Days with migraines—I moved.
Days where my hip was out of alignment—I moved.
No matter what—
The consistency is what matters.
The flexibility in how I worked out is what matters.
The trust in my body to tell me what I needed to feel better is what matters.
The follow-through on the decision I made at the end of April back in 2018 is what matters.
The self-discipline matters.
When that old story about not being consistent pops up, the knowledge that for 1,039 days, I’ve kept my commitment to work out every day—that matters.
The stories you tell yourself may have once been true or partly true. But they don’t have to stay that way.
Before deciding to work out daily, there were YEARS of trying to follow a 4- or 5-day schedule. That never worked for me.

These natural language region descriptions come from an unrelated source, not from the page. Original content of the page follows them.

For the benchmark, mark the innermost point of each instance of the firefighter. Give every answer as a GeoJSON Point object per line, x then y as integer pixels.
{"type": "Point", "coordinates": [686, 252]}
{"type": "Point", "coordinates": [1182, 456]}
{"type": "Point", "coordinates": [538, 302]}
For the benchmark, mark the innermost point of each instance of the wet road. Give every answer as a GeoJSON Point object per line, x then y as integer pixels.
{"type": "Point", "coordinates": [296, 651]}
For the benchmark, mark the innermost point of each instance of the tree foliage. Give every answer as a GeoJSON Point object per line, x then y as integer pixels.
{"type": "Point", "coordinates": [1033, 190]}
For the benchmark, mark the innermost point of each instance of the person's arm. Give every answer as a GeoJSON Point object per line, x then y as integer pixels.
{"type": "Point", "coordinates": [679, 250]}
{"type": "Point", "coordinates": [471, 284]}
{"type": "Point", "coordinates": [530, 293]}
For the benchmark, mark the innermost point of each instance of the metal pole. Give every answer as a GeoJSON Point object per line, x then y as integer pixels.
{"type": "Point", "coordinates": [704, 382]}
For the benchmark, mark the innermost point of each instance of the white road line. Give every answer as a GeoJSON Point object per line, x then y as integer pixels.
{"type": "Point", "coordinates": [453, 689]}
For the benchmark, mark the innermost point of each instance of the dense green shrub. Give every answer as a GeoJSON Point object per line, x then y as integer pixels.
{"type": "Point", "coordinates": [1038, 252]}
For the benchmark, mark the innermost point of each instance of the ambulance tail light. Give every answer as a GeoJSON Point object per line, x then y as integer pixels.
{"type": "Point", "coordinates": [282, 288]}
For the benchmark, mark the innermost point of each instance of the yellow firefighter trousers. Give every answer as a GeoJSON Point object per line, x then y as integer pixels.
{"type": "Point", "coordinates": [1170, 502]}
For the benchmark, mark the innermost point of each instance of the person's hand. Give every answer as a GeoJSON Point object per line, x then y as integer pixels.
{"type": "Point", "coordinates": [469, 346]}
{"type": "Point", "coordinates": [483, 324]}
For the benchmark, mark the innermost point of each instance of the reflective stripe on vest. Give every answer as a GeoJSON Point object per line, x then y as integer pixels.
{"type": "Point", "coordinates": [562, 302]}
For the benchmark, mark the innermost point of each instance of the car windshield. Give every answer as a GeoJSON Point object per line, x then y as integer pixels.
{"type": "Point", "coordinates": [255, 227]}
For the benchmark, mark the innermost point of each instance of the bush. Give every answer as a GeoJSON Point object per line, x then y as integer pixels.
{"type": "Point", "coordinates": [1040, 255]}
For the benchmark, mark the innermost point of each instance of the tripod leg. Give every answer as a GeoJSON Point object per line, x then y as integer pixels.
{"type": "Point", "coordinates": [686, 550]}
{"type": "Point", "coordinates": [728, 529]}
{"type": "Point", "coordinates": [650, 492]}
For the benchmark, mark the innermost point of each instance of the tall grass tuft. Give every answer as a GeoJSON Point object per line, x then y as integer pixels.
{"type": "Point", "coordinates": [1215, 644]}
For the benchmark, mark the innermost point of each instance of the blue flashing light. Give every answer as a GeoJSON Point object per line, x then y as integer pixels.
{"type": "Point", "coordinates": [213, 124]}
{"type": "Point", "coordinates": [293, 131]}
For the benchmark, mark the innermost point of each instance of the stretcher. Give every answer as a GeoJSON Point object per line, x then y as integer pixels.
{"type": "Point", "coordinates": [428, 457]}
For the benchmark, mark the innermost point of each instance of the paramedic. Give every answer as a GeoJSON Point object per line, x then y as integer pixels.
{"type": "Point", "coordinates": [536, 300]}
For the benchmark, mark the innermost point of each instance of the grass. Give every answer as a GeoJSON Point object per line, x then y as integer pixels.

Inevitably Wednesday or Thursday would hit, and I’d know that getting in the 4 or 5 workouts was no longer possible for the week. So, I’d flake out with the promise to myself that I’d start again on Monday.
Over and over, the cycle repeated.
Until I hit the point of enough is enough.
Clearly, how I’d been approaching it wasn’t working, and I needed something different.
On May 1, 2018, the plan was made to start my daily workout schedule.
I rocked it.
totally got this.
daily workouts are working.
Let’s start this again.
Today… 1,039 days and going strong.
It started with the decision.
It continued by continually deciding to stick to the damn decision.
It’s stuck because I refused to allow ANYTHING to stop me from getting in my workout.
It’s not hard to be consistent.
It’s not hard to follow through on what you want.
What’s hard are the wishy-washy commitments.
Let go of the stories keeping you from being All. The. Fuck. In.
Remember, you absolutely can Love Your Life and Live Your Dreams. It all begins within.